Although Richard wouldn’t dare show it, he was relieved. Giving the shots had been oppressive, and enduring Ann’s moods even more difficult. “So now what?”

“I haven’t gotten that far,” she answered.

* * *

At sunset the group was called to the beach for the shark feeding. Not knowing the ritual, Ann peeked outside as Cooked blasted away on a conch. On the right side of his bare chest, a descending series of triangles were tattooed from shoulder to waist, continuing on under his only clothing, a loosely wrapped pareu. He looked like a travel brochure. In fact, a year before, Cooked had been paid to do an ad for a local soda, and his likeness on posters over all the islands caused a flood of fan mail and a big boost of orange soda sales. Titi had torn the fan letters up.

He waved at Ann. When Richard and she reluctantly made their way to the beach, Loren invited everyone into the water, then went to the kitchen for the feed. The bearded man and the knitting woman were nowhere in sight. Only Richard and Dex stepped forward, shaking hands as they stood waist deep in water. The girl had put on a bikini top so skimpy that it seemed more an accessory to her nakedness than a cover. A wrap clung around her hips.
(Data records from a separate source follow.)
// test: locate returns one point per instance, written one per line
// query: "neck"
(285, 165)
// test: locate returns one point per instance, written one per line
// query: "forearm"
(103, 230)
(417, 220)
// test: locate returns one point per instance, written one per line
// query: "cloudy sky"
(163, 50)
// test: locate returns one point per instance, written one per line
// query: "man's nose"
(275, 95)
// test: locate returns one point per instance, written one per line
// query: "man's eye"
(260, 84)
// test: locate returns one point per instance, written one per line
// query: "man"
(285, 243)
A belly button ring with a pendant spelled out WILD in diamonds.

“Hi, I’m Wende,” she said. “With an ‘e .’”

“Ah,” said Ann. “Yes, you are.”

“Oh my God,” Richard screamed. “Something’s bit me!”
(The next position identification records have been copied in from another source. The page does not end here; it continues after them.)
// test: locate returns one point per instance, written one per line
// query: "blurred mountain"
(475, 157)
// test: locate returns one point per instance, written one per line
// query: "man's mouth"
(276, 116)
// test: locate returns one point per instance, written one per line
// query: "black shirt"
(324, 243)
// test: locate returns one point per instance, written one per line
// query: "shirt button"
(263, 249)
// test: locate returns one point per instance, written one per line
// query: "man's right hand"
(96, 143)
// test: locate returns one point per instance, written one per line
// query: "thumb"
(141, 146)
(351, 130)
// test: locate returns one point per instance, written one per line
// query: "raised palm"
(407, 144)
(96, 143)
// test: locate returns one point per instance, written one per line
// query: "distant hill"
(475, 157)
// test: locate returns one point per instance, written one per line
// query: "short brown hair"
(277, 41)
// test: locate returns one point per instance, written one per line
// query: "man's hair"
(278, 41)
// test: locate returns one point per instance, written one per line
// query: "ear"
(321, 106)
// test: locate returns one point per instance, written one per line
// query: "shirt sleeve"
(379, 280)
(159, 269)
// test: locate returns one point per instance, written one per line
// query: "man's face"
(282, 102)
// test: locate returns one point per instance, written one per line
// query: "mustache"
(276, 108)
Dex bent down and looked through his mask. “It’s just a gray saying hi. He bumped his nose against you.”

Ann looked away, embarrassed for her husband. Standing beside Dex, it was hard not to make unflattering comparisons. Dex had that uncanny rocker juxtaposition of not being physically handsome and yet being achingly sexy. No, it was more than that. His fame overwhelmed the reality of him. One had to concentrate hard either on who was in front of you or what you knew about him. Putting the two together was as head-splitting as wearing 3-D glasses.

“Please, Ann, Windy, go in,” Loren yelled from the kitchen.

“He refuses to get my name right,” Wende whispered.

“What if a shark attacks?” Ann asked.

Loren picked up a rifle from behind the kitchen door and waved it. “Boom, boom. Dinner.”

Ann frowned. If she feigned sickness, would they be entitled to a refund? Maybe they could still go on to New Zealand or Thailand.

“I thought Polynesia was all about peace and love,” Wende said.

Ann nodded in sympathy. “Looks can be deceiving. What about Cook, Crusoe, cannibalism?”

The men put on snorkeling masks and waded out into chest-high water, then squatted down. Again, Loren high-stepped like a comical bird straight into the water as he had at the hotel pool, this time holding a basket of fish remains. Ann saw this was his shtick, how he entertained people. The blade of a black fin rose and then submerged along the surface of the water. She closed her eyes.